Having machines turn text into speech is nothing new.
Professor Stephen Hawking communicated with a computerized voice for many years, and by now, we’re used to our GPS devices or smart speakers asking questions and responding to our queries.
What is different these days is that the quality of synthesized speech is improving, thanks to several companies using AI to create voice skins for enterprise companies and content creators that give more options for turning text into speech.
LOVO, an AI voice and synthetic speech startup company, uses a voiceover API to turn text into speech in real-time using 200+ human-like voices in 33 languages using their “voice library.” Users also can clone their own voices to create their own skins, simply by reading 15 minutes of a script.
LOVO recently announced the close of a $4.5 million pre-Series A round, led by South Korean Kakao Entertainment. See here my full conversation with Tom Lee, Co-founder, and COO of LOVO (including a demo)
What Is AI Speech Synthesis?
Speech synthesis is simply the computer-generated production of audible human words.
Traditional text-to-speech robotic voices you hear on software or hardware products like Amazon Echo, Google Home, your GPS, or your ebook reader are fast and cheap for companies to create, but they can also be unoriginal and unrealistic.
Artificial intelligence or AI voice operates a little differently.
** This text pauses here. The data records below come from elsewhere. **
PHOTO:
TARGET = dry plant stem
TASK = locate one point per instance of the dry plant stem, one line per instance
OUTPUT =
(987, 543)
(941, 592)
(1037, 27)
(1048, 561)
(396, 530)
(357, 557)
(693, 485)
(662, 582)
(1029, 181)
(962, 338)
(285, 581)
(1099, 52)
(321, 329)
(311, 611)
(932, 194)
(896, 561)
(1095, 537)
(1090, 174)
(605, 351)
AI voice uses deep learning to create higher-quality synthetic speech that more accurately mimics the pitch, tone, and pace of a real human voice.
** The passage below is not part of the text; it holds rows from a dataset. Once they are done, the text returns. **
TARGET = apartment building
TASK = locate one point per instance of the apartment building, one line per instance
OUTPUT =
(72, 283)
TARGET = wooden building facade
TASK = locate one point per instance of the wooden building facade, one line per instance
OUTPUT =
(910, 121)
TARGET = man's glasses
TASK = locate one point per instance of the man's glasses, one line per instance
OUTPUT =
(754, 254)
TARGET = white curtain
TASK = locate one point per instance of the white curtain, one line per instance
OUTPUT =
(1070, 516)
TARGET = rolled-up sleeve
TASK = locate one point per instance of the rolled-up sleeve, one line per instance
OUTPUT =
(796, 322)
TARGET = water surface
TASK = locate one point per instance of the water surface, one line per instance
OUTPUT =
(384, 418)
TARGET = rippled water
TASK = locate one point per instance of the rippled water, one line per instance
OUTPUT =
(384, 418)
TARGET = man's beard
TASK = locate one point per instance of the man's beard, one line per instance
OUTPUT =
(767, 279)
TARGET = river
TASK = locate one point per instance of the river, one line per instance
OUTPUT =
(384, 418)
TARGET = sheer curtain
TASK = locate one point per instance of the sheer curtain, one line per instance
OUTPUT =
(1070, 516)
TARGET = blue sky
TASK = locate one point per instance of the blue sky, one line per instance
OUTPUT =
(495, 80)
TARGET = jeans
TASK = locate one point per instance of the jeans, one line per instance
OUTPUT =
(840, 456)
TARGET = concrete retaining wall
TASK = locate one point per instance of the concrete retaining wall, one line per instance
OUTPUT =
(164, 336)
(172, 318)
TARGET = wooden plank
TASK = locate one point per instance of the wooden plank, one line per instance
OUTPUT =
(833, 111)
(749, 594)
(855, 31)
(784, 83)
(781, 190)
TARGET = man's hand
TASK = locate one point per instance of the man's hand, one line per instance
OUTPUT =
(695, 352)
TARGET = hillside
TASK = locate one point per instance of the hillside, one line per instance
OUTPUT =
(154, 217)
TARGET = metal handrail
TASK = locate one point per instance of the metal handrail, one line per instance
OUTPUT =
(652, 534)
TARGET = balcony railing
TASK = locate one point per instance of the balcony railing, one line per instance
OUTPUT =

For example, if you wanted to use LOVO AI to generate synthetic text, you can upload a script that you want to turn into audio content. Then choose one of the voices in their library, based on language, style, and character. With a click of a button, LOVO turns your script into audio that sounds pretty lifelike.
You can also clone your own voice by reading a short script, and LOVO will generate a custom voice skin you can use over and over again for videos, audiobooks, or anything else that requires voiceover.
Here’s a side-by-side comparison of original voices and voice clones:
Will AI voice technology replace voiceover professionals? Tom Lee, Co-founder and COO of LOVO, says no.
“I believe that isn’t going to happen. If you think about how humans and how AIs work, we can complement each other. As a voice actor, you can only do 6 or 7 hours of work a day. You can’t work 24/7, and you want to focus your energy on the most important gigs, or maybe you want to have a day job, and then you want your AI voice to make money while you sleep. You can record once with us, then take the revenue shares. One of our most famous voices is raking in a couple of grand a month without doing any work.”
The Many Potential Uses of Synthetic Speech
AI voice has a myriad of use cases, including:
Translation: Papercup is using AI voice to translate videos by generating voices that sound like the original speaker.
Video or audio ads: You can upload a script and create an ad without the added expense and time involved in hiring a voiceover artist. Descript has a collaborative audio/video editor that works just like a regular Word document.
E-learning (for kids, or for corporate training): Teachers and trainers will be able to make written materials more accessible for different types of learners with the help of AI voice automation.
Augmented reality and virtual reality: With the AR and VR markets exploding right now, there is a huge need for realistic, authentic human voices for apps and websites.
The global text to speech (TTS) market is estimated to reach $5.0 billion by 2026, according to marketsandmarkets.com – so the sky’s the limit for this exciting new technology.